Answer:
(A). 0.5g, (B). 0.83 g and (C). 0.875 g.
Explanation:
So, we are given the following data or parameters which are going aid us in solving this particular Question/problem.
=> Volume of X given = 50.0 mL = 50 × 10^-3 L and the mass of the aqueous solution contains = 1.00 g of compound X.
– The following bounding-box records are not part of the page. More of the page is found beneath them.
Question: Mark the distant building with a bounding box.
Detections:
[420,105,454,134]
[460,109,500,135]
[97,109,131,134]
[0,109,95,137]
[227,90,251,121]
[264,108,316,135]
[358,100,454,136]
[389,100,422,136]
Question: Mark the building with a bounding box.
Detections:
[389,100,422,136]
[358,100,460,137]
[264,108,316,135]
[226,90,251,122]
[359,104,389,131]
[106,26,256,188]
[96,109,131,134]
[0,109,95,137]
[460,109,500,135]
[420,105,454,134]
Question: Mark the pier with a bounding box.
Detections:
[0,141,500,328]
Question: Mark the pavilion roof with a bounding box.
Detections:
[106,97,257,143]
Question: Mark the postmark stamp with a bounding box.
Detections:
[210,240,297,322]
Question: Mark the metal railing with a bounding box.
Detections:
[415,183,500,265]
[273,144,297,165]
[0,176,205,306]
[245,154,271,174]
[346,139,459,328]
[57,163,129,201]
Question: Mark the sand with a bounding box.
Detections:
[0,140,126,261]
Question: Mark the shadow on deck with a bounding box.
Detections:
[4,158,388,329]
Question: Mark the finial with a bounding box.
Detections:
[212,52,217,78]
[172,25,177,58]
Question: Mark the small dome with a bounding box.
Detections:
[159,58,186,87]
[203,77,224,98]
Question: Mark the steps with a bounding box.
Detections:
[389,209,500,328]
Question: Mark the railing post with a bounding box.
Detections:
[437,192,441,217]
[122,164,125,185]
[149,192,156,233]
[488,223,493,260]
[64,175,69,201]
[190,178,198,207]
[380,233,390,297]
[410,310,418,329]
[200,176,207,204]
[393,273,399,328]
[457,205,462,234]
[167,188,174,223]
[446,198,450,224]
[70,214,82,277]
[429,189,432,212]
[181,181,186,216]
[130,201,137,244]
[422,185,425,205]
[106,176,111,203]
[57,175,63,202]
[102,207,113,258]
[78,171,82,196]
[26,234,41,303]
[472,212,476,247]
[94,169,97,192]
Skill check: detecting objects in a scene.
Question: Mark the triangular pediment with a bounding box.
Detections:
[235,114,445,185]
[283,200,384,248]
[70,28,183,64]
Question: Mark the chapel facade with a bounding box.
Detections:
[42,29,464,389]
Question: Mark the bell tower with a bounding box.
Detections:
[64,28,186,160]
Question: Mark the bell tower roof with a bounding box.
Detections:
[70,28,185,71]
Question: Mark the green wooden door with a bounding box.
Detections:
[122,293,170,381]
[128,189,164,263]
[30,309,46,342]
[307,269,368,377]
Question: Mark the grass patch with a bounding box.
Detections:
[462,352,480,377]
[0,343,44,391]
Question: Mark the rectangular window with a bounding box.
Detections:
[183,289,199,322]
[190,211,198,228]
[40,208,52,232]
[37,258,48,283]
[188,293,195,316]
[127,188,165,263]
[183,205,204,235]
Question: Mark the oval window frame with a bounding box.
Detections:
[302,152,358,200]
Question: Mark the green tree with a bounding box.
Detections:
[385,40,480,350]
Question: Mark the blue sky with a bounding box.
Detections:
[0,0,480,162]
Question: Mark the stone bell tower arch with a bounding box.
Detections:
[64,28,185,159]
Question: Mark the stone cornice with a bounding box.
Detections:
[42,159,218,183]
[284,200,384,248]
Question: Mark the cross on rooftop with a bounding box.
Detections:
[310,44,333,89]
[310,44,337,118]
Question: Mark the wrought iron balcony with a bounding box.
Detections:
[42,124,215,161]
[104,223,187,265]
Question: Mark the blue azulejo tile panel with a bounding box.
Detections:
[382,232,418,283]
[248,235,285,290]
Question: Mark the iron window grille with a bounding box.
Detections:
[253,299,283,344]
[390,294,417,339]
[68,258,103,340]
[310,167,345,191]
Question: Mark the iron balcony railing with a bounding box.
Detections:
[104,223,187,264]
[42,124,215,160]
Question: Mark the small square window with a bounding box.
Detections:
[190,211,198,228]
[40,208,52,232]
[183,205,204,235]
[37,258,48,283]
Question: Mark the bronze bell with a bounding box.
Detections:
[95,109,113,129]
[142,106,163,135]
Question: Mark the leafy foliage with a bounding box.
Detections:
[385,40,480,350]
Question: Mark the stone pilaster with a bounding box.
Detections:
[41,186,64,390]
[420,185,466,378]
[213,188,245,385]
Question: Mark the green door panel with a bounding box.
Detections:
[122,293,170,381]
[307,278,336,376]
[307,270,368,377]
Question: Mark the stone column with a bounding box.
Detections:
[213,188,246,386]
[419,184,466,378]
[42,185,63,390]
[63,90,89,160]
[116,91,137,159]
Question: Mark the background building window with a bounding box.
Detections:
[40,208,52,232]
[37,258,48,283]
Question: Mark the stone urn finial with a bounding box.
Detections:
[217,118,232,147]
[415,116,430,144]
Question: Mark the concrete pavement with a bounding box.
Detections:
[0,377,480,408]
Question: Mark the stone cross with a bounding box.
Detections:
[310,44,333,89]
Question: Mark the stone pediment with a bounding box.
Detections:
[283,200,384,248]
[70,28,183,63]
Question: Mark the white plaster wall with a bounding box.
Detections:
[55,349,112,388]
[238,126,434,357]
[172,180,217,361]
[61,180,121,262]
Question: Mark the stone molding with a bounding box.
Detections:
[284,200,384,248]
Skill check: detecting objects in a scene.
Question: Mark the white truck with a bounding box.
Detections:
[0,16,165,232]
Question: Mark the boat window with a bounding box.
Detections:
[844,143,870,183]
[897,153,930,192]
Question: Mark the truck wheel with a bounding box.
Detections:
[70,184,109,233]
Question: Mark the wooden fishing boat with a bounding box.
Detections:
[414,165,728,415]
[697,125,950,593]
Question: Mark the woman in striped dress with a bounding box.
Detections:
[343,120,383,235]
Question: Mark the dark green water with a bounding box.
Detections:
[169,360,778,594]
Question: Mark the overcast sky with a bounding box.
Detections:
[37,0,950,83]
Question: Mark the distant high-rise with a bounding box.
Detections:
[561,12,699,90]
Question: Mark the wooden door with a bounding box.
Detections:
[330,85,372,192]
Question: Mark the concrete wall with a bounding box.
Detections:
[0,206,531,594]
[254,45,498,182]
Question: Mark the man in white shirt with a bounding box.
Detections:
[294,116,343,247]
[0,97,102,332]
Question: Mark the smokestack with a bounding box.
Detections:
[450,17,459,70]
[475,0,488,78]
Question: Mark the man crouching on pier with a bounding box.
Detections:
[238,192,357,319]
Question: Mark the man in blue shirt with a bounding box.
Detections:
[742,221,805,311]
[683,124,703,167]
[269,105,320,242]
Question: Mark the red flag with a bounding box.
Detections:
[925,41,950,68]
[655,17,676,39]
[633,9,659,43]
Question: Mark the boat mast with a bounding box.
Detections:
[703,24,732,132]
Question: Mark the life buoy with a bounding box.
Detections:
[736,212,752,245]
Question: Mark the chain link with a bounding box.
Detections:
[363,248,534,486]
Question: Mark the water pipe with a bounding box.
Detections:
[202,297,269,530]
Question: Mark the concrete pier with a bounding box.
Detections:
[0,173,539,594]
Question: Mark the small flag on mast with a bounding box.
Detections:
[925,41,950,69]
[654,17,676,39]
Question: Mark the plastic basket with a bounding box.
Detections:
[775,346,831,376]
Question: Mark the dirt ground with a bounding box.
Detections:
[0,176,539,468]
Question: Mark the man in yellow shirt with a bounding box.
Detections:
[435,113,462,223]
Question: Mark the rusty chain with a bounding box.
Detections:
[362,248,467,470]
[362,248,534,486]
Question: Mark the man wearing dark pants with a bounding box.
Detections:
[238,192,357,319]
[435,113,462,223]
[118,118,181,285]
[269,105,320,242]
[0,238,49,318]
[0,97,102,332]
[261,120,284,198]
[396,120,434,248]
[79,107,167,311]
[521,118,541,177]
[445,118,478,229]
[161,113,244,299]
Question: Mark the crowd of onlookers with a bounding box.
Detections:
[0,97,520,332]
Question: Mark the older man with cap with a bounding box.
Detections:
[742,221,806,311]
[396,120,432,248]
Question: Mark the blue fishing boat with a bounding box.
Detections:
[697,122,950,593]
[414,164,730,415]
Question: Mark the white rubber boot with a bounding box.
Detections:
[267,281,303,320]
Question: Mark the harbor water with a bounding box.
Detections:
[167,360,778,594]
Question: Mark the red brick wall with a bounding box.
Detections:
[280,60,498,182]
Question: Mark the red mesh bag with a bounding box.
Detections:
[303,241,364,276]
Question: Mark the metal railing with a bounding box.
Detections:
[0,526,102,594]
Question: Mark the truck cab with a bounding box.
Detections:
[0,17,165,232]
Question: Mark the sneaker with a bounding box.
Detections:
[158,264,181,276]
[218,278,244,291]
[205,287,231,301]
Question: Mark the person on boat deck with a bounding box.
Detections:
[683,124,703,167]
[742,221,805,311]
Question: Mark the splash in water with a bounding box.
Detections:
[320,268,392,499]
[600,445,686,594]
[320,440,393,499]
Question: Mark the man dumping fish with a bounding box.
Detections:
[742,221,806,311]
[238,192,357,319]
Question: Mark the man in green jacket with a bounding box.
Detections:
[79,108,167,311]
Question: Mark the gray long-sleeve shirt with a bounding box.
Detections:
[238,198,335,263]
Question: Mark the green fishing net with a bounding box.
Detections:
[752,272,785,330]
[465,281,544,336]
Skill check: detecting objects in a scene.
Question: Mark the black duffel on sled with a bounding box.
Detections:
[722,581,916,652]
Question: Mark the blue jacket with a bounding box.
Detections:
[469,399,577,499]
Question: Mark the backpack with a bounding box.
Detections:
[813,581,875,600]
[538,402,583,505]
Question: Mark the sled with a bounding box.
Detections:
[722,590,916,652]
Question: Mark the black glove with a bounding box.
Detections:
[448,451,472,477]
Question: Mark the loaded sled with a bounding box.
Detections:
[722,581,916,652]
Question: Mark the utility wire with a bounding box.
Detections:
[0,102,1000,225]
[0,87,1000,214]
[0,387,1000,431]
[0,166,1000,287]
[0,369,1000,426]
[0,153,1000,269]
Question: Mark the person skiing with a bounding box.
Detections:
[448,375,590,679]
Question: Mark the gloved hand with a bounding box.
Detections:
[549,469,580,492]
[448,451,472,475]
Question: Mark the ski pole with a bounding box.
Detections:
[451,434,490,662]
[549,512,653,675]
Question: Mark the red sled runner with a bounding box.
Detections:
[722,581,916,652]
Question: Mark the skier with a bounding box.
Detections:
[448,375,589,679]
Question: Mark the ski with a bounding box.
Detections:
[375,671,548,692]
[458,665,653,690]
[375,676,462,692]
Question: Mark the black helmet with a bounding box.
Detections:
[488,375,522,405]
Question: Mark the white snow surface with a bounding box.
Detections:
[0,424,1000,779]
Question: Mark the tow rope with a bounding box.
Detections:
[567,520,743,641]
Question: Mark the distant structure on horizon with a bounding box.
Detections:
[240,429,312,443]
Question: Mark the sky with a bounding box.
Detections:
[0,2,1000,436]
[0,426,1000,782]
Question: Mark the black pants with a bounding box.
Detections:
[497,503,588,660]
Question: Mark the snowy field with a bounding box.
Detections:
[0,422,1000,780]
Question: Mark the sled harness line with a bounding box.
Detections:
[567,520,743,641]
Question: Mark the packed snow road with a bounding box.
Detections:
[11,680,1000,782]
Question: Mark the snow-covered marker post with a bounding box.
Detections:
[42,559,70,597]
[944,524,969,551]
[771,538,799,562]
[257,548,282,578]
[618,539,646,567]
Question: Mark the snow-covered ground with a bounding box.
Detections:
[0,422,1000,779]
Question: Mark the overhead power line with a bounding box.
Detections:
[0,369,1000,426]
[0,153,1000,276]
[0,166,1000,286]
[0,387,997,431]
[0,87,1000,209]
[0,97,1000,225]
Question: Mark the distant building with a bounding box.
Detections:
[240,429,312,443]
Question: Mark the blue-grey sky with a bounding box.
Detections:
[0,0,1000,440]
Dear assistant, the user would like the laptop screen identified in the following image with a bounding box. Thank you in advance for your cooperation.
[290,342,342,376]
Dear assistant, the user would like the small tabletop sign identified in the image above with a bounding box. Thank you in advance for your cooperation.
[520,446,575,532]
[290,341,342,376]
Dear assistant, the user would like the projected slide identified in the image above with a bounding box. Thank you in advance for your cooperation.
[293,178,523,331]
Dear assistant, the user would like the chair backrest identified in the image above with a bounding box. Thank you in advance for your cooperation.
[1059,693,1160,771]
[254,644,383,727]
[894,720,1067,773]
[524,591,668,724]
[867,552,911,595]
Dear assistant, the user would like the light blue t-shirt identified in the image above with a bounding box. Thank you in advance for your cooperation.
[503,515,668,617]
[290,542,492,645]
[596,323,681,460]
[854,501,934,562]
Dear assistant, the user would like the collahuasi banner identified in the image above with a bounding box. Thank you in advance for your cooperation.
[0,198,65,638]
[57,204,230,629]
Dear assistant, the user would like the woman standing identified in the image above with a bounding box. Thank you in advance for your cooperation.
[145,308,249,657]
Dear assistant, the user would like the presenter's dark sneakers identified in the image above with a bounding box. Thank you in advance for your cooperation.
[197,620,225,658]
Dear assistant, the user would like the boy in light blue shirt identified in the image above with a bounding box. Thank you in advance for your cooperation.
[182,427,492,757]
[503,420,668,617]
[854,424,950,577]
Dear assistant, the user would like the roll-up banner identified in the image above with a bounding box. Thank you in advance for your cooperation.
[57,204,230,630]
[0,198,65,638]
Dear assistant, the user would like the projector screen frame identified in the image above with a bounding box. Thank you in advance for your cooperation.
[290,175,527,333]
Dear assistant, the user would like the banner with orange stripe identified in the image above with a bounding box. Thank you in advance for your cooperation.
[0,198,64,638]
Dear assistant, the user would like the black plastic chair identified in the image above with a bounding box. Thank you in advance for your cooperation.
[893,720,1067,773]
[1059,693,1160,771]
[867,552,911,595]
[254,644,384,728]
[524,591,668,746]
So, let us dive straight into the solution to this question;
(A). For a single 10.0 mL extraction with ethyl acetate, we have ;
(W1/V) ÷ (W- W1)/Vn = Kd.
(W1/50) ÷ (1 - w1)/10 = 1/5.
Thus, solving for w1, we have that w1 = 0.5.
Amount extracted = 1 - 0.5 = 0.5g.
(B). For a single 50.0 mL extraction with ethyl acetate, we have;
(W1/50) ÷ (1 - w1)/50 = 1/5.
W1 = 0.17.
Amount extracted = 1 - 0.17 = 0.83g.
(C). For Three 10.0 mL extractions with ethyl acetate, we have;
{(1/5 × 50)÷ (1/5 × 50) + 10}^3 × 1 = 0.125
The amount extracted = 1 - 0.125 = 0.875g.